Kenya Power, which is owned by the state to the tune of 50.08 per cent, states in its annual report (2022) that it has acquired an extension of the National Treasury-approved moratorium on on-lent debt repayment until June 30, 2024. The date of repayment was 30 June 2023.
Another Ksh5.7 billion ($44.53 million) debt moratorium granted by the National Treasury in 2020 expired in June 2022, and full payments (principal and interest) were anticipated to commence in July 2022.
As of June 30, 2022, the corporation remained in a negative position of Ksh55.74 billion ($435.46 million).
Now, it seeks to capitalise on the government’s debt repayment moratorium and the combined effect of the other financial recovery initiatives in order to restructure its commercial debt and achieve sustainable annual debt service, an improved net cash position and working capital, and improved financial ratios.
In the 2021/22 fiscal year, net debt was Ksh95.91 billion ($749.29 million), compared to Ksh103.55 billion ($808.98 million) the previous year.

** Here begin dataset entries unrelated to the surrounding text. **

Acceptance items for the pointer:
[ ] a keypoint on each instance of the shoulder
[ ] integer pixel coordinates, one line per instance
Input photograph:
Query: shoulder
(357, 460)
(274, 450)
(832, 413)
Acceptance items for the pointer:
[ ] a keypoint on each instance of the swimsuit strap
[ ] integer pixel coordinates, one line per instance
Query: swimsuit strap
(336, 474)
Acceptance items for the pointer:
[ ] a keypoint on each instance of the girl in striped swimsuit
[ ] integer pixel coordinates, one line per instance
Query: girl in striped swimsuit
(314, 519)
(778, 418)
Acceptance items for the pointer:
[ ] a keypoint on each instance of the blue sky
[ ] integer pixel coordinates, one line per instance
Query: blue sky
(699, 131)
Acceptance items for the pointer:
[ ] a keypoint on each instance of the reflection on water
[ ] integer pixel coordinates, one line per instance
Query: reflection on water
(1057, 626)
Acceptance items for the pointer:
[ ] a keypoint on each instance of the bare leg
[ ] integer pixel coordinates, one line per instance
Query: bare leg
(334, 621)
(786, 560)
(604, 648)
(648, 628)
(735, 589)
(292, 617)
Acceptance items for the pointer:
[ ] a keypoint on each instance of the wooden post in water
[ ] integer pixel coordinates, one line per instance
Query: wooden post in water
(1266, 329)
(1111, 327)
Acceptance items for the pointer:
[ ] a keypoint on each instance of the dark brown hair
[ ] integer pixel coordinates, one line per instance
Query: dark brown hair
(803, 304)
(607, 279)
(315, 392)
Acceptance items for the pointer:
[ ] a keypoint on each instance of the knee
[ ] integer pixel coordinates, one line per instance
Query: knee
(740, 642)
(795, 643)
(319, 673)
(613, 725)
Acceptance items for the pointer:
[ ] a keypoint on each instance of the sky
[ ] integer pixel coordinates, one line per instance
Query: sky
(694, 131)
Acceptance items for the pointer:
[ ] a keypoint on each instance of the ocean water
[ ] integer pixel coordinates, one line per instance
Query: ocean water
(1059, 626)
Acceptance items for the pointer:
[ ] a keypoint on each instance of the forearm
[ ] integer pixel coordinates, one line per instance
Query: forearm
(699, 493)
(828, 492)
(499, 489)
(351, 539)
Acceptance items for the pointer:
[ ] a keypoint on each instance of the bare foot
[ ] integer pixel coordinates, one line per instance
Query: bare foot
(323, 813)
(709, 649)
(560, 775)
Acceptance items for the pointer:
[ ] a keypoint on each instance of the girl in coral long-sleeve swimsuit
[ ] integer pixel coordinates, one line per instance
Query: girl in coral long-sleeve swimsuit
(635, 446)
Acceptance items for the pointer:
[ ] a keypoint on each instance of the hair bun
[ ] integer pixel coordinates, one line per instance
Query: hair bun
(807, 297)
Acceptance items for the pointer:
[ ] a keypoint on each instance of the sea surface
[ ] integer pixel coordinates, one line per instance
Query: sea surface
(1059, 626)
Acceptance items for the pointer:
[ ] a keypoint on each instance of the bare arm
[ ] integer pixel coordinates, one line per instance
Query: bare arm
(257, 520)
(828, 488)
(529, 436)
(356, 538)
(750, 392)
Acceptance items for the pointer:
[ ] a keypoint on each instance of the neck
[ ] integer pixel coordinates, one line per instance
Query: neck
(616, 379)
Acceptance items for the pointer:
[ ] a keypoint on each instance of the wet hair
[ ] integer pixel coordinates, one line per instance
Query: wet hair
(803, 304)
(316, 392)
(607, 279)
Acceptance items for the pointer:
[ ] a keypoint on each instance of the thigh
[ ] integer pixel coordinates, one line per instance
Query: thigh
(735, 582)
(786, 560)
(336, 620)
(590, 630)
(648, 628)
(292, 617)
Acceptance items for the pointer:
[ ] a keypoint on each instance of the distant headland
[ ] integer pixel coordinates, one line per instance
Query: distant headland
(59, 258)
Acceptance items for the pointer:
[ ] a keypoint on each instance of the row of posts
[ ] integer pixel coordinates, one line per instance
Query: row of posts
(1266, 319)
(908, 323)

“The improved availability of cash from the extended debt tenors and lower finance cost obligations as a result of negotiating lower interest rates on existing debt facilities will be utilised to expedite the settlement of outstanding trade payables,” the company adds.

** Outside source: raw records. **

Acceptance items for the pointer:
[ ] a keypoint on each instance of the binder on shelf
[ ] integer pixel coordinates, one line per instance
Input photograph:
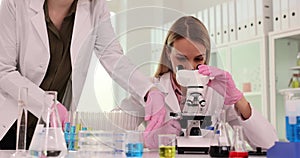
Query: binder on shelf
(264, 16)
(285, 14)
(219, 35)
(212, 24)
(240, 19)
(251, 18)
(277, 15)
(232, 20)
(225, 22)
(294, 11)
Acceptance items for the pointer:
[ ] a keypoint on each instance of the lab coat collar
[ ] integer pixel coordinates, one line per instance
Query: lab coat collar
(170, 99)
(82, 25)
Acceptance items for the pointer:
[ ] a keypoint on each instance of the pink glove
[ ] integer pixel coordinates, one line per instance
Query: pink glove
(155, 110)
(222, 83)
(63, 115)
(151, 136)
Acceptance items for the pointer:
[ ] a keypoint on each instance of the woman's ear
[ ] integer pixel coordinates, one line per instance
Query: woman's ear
(168, 51)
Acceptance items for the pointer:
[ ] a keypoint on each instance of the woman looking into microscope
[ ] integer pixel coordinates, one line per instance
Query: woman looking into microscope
(188, 44)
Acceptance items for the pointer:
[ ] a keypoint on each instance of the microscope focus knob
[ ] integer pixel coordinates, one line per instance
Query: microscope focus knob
(202, 103)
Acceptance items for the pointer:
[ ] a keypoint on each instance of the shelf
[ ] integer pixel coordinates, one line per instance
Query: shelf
(249, 94)
(289, 90)
(295, 68)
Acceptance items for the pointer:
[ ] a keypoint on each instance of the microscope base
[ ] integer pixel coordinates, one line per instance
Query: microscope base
(193, 144)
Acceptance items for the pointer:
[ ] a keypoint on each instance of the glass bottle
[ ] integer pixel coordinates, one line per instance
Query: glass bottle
(298, 59)
(222, 137)
(48, 139)
(295, 82)
(238, 148)
(22, 123)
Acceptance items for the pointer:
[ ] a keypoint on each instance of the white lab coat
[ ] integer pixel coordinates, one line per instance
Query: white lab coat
(24, 54)
(258, 131)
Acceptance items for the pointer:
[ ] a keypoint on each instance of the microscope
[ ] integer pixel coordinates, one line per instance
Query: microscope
(194, 118)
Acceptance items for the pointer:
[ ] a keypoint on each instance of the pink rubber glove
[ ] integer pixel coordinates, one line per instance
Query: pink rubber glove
(222, 83)
(151, 137)
(155, 110)
(63, 115)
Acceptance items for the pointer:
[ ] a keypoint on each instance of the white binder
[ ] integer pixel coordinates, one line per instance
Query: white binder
(277, 15)
(240, 19)
(264, 16)
(212, 24)
(232, 20)
(294, 11)
(219, 35)
(225, 22)
(251, 18)
(285, 14)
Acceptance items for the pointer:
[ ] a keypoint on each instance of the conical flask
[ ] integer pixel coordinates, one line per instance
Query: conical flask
(48, 139)
(222, 144)
(238, 149)
(21, 124)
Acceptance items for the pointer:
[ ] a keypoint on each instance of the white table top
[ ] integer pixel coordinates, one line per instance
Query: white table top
(147, 154)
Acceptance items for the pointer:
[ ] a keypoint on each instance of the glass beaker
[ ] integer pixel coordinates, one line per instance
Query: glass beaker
(22, 123)
(48, 139)
(134, 144)
(238, 149)
(222, 146)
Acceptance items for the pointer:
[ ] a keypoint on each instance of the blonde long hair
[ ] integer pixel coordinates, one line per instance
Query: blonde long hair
(187, 27)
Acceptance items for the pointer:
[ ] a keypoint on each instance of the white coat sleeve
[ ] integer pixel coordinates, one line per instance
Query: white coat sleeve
(10, 77)
(257, 129)
(111, 56)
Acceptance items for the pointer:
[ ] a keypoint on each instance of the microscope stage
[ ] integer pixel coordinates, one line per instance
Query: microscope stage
(193, 144)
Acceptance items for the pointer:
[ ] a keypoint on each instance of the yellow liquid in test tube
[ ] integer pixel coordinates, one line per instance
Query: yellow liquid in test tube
(167, 151)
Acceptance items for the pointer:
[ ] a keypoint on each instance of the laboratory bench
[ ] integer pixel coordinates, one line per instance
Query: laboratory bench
(147, 154)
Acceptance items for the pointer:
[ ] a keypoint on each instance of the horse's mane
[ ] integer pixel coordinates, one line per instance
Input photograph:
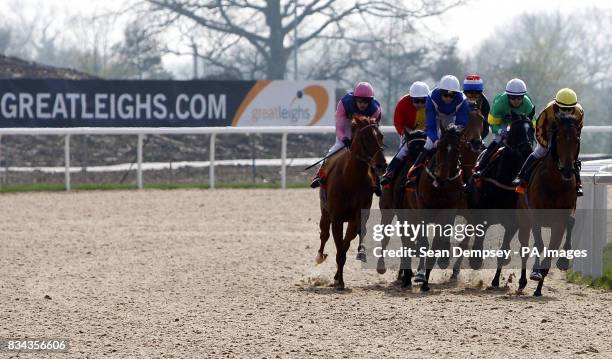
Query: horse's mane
(412, 135)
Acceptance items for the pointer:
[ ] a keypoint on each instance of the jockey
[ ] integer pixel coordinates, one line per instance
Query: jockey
(514, 99)
(473, 89)
(566, 102)
(409, 116)
(359, 102)
(445, 105)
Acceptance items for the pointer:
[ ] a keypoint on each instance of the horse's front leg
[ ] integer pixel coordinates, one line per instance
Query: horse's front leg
(556, 234)
(386, 218)
(359, 217)
(340, 254)
(524, 240)
(563, 262)
(538, 242)
(510, 229)
(324, 225)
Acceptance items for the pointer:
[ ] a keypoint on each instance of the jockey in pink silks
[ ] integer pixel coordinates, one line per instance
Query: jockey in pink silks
(359, 102)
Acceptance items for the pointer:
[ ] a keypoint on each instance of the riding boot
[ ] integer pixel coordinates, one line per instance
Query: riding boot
(388, 177)
(415, 170)
(484, 162)
(579, 192)
(377, 187)
(521, 180)
(319, 179)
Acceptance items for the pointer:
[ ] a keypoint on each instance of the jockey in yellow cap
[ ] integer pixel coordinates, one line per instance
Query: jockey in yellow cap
(565, 102)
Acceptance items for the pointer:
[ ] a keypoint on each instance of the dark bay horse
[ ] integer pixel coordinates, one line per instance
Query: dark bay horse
(440, 186)
(552, 186)
(349, 189)
(392, 202)
(494, 190)
(471, 144)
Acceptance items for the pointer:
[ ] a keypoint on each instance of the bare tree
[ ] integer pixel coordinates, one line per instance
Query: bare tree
(269, 26)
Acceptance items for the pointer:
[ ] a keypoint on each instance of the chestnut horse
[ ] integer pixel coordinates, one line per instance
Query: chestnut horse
(349, 190)
(494, 190)
(440, 186)
(392, 202)
(471, 144)
(552, 186)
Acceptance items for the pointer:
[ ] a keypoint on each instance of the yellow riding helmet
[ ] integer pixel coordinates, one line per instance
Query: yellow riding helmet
(566, 97)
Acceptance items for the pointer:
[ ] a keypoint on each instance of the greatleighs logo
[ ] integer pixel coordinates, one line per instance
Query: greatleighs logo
(319, 95)
(278, 103)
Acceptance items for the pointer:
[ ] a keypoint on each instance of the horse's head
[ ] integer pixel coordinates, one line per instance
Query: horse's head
(447, 154)
(519, 135)
(473, 131)
(415, 141)
(565, 144)
(367, 144)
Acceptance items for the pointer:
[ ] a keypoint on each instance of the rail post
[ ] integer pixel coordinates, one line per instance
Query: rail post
(139, 160)
(284, 161)
(211, 161)
(67, 162)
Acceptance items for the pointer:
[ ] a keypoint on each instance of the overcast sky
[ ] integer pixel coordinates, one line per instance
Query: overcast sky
(470, 24)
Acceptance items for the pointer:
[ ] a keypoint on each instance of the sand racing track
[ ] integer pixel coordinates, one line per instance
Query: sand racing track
(230, 273)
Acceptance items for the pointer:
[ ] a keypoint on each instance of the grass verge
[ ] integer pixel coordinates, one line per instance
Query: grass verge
(42, 187)
(605, 281)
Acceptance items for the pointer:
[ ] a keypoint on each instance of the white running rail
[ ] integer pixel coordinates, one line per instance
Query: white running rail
(140, 132)
(596, 175)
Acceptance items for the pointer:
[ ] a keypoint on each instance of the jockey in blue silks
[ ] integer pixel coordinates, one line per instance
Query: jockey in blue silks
(445, 105)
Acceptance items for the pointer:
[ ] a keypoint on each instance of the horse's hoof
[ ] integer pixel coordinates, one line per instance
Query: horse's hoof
(563, 263)
(505, 261)
(443, 262)
(455, 274)
(338, 285)
(475, 262)
(420, 277)
(380, 267)
(537, 276)
(406, 283)
(320, 258)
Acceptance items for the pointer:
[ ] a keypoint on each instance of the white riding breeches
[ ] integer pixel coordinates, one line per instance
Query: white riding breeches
(540, 151)
(403, 151)
(430, 145)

The company is publicly traded on the Nairobi Stock exchange. It reported a net loss of Ksh1.14 billion ($8.9 million) for the six months ending on December 31, 2022, compared to a net profit of Ksh3.81 billion ($29.76 million) for the same period in 2021. The company attributed the loss to increased forex losses and the implementation of a 15 per cent reduction in the end-user tariff beginning in January 2022.
For the 12-month period ending June 30, 2022, the company’s earnings before taxes decreased by 37 per cent, from Ksh8.19 billion ($63.98 million) to Ksh5.12 billion ($40 million).
The overall amount of purchased energy KPLC obtained 7,911GWh, or 63 per cent of the total electricity purchased, from KenGen and 4,742GWh from IPPs, according to the report.
The cost of KenGen’s electricity was Ksh38.9 billion ($303.9 million) or 41 per cent less than that of IPPs, which totalled Ksh56.27 billion ($436.6 million) or 59 per cent more. Kenya Power paid an average of Ksh3.93 ($0.03) per kWh to KenGen versus Ksh11.87 ($0.09) per kWh to IPPs.
Auditor-General Nancy Gathungu stated, “The Corporation signed expensive contracts with IPPs and in some instances sold power below the cost price.”
In December 2021, the Senate’s Standing Committee on Energy decided to probe the company for its excessive payments to IPPs, which have been largely attributed to Kenya’s growing electricity costs.